A long thin rod lies along the x-axis from the origin to x=L, with L= 0.890 m. The mass per unit length, λ (in kg/m) varies according to the equation λ = λ0 (1+1.410x2). The value of λ0 is 0.700 kg/m and x is in meters.
1. Calculate the total mass of the rod.
2. Calculate the x-coordinate of the center of mass of the rod.
3. Calculate the moment of inertia of the rod with respect to the y-axis.
1. To calculate the total mass of the rod, we need to integrate the mass density over the length of the rod.
The mass per unit length, λ, is given by λ = λ0 (1 + 1.410x^2), where λ0 = 0.700 kg/m.

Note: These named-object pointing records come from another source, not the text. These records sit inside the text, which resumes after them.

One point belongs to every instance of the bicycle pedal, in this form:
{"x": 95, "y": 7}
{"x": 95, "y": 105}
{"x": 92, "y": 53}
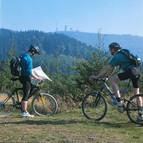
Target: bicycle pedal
{"x": 18, "y": 106}
{"x": 121, "y": 109}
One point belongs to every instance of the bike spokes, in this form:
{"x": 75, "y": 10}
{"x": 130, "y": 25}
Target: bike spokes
{"x": 135, "y": 109}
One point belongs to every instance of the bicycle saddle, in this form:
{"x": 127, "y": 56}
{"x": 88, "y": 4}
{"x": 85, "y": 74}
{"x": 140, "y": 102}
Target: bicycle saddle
{"x": 14, "y": 79}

To find the total mass, we integrate λ over the length of the rod from x = 0 to x = L:
M = ∫λ dx
M = ∫(λ0 (1 + 1.410x^2)) dx
M = λ0 ∫(1 + 1.410x^2) dx
M = λ0 [x + (1.410/3)x^3] evaluated from x = 0 to x = L
M = λ0 (L + (1.410/3)L^3)
Substituting the given values, L = 0.890 m and λ0 = 0.700 kg/m, we can calculate the total mass.
2. To calculate the x-coordinate of the center of mass of the rod, we need to find the mean position of the mass along the x-axis.
The x-coordinate of the center of mass, x_cm, is given by
x_cm = ∫(λx) dx / M
x_cm = ∫(λ0 (1 + 1.410x^2)x) dx / M
x_cm = λ0/M ∫(x + 1.410x^3) dx
x_cm = λ0/M [(1/2)x^2 + (1.410/4)x^4] evaluated from x = 0 to x = L
x_cm = λ0/M [(1/2)L^2 + (1.410/4)L^4]
Substituting the given values, L = 0.890 m and λ0 = 0.700 kg/m, and the calculated value of M from part 1, we can calculate the x-coordinate of the center of mass.
3. To calculate the moment of inertia of the rod with respect to the y-axis, we need to integrate the squared distance of each small mass element from the y-axis.
The moment of inertia, I, is given by
I = ∫(λx^2) dx
I = ∫(λ0 (1 + 1.410x^2)x^2) dx
I = ∫(λ0 (x^2 + 1.410x^4)) dx
I = λ0 ∫(x^2 + 1.410x^4) dx
I = λ0 [(1/3)x^3 + (1.410/5)x^5] evaluated from x = 0 to x = L
I = λ0 [(1/3)L^3 + (1.410/5)L^5]
Substituting the given values, L = 0.890 m and λ0 = 0.700 kg/m, we can calculate the moment of inertia.